NEW YORK SUPREME COURT, APPELLATE DIVISION, FIRST DEPARTMENT


May 5, 2009

EVEREADY INSURANCE COMPANY, PLAINTIFF-APPELLANT,
v.
ILLINOIS NATIONAL INSURANCE COMPANY, DEFENDANT, AMERICAN HOME ASSURANCE COMPANY, DEFENDANT-RESPONDENT.

Order, Supreme Court, New York County (Walter B. Tolub, J.), entered on or about September 26, 2007, which, in a declaratory judgment action between insurers involving the parties' respective obligations to contribute to the settlement of an underlying action, upon the parties' respective motions for summary judgment, declared, inter alia, that plaintiff is a primary insurer and defendant-respondent an excess insurer, and that defendant is not required to contribute in the proportion that the limits of its policy bears to the total of the limits of both its policy and plaintiff's policy, unanimously affirmed, without costs.

Published by New York State Law Reporting Bureau pursuant to Judiciary Law § 431.

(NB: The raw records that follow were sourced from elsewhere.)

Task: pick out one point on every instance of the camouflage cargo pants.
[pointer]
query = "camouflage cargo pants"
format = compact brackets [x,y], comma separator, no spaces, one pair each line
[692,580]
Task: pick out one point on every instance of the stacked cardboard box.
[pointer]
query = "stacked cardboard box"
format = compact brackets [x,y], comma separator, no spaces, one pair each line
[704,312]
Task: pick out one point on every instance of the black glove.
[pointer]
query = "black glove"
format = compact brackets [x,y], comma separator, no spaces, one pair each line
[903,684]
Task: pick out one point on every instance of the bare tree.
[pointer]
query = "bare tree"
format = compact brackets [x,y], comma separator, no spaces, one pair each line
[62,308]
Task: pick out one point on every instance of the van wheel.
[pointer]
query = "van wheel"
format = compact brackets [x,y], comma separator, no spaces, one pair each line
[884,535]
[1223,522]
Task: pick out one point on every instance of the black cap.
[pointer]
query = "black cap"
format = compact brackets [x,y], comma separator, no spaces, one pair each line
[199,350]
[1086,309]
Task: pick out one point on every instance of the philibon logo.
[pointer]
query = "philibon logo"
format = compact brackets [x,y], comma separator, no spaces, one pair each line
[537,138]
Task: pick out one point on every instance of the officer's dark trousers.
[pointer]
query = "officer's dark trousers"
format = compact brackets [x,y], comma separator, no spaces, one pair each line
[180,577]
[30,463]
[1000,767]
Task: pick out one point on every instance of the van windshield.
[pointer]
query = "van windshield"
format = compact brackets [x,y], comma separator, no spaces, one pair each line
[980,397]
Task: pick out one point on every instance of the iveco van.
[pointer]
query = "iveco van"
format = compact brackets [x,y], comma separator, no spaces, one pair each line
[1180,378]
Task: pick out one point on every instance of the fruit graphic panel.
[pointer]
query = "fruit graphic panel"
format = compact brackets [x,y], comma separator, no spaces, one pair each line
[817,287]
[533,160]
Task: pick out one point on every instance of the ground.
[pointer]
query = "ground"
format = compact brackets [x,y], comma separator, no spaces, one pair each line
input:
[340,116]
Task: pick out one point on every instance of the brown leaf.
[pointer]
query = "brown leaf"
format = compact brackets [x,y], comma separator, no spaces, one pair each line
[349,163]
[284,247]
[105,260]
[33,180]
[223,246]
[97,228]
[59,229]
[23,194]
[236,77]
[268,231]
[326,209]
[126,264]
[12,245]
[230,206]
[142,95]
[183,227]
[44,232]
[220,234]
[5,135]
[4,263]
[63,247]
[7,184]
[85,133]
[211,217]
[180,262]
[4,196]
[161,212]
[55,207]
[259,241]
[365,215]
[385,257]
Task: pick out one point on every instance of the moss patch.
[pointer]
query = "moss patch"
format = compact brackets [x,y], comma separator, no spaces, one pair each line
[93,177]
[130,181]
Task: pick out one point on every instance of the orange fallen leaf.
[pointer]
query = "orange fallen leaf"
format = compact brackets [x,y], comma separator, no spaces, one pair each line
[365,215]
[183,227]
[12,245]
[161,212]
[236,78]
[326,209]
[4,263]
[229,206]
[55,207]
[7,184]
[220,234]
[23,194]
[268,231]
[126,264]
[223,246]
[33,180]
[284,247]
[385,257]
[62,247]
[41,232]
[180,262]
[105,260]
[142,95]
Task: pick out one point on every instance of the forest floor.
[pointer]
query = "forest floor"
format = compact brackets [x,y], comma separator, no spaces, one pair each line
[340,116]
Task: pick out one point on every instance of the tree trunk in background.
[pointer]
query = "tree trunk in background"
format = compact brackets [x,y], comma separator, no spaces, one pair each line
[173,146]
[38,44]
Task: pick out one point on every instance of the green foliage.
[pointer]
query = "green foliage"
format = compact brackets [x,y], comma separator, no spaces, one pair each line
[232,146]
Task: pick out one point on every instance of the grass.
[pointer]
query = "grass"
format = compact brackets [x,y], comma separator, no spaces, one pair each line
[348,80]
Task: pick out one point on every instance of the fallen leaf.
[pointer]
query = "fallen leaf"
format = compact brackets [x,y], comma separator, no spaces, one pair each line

This opinion is uncorrected and subject to revision before publication in the Official Reports.

Gonzalez, P.J., Buckley, Catterson, McGuire, Renwick, JJ.

102623/05

The clear and unambiguous "other insurance" clause of defendant's policy limits its policy to "excess" coverage where a covered accident involves a vehicle not owned by its insured, Dominos Pizza. As it was undisputed that the vehicle involved in the accident belonged to plaintiff's insured, a deliveryman for Dominos Pizza who was making a pizza delivery, defendant is an excess insurer required to contribute to the settlement only after the exhaustion of plaintiff's policy (Federal Ins. Co. v Ryder Truck Rental, 189 AD2d 582, affd 82 NY2d 909 [1994]). There is no merit to plaintiff's argument that this "excess" provision of the other insurance clause is contradicted and negated by the "proportionate payment" provision of the same clause. The latter, by its terms, only applies to coverage that is "on the same basis," i.e., where the policy is primary and there are other primary policies, the policy will pay pro rata with the other primary policies, and where the policy is excess and there are other excess policies, the policy will pay pro rata with the other excess policies (General Acc. Fire & Life Assur. Corp. v Piazza, 4 NY2d 659, 669). Here, plaintiff's policy is primary and defendant's policy is excess.

THIS CONSTITUTES THE DECISION AND ORDER OF THE SUPREME COURT, APPELLATE DIVISION, FIRST DEPARTMENT.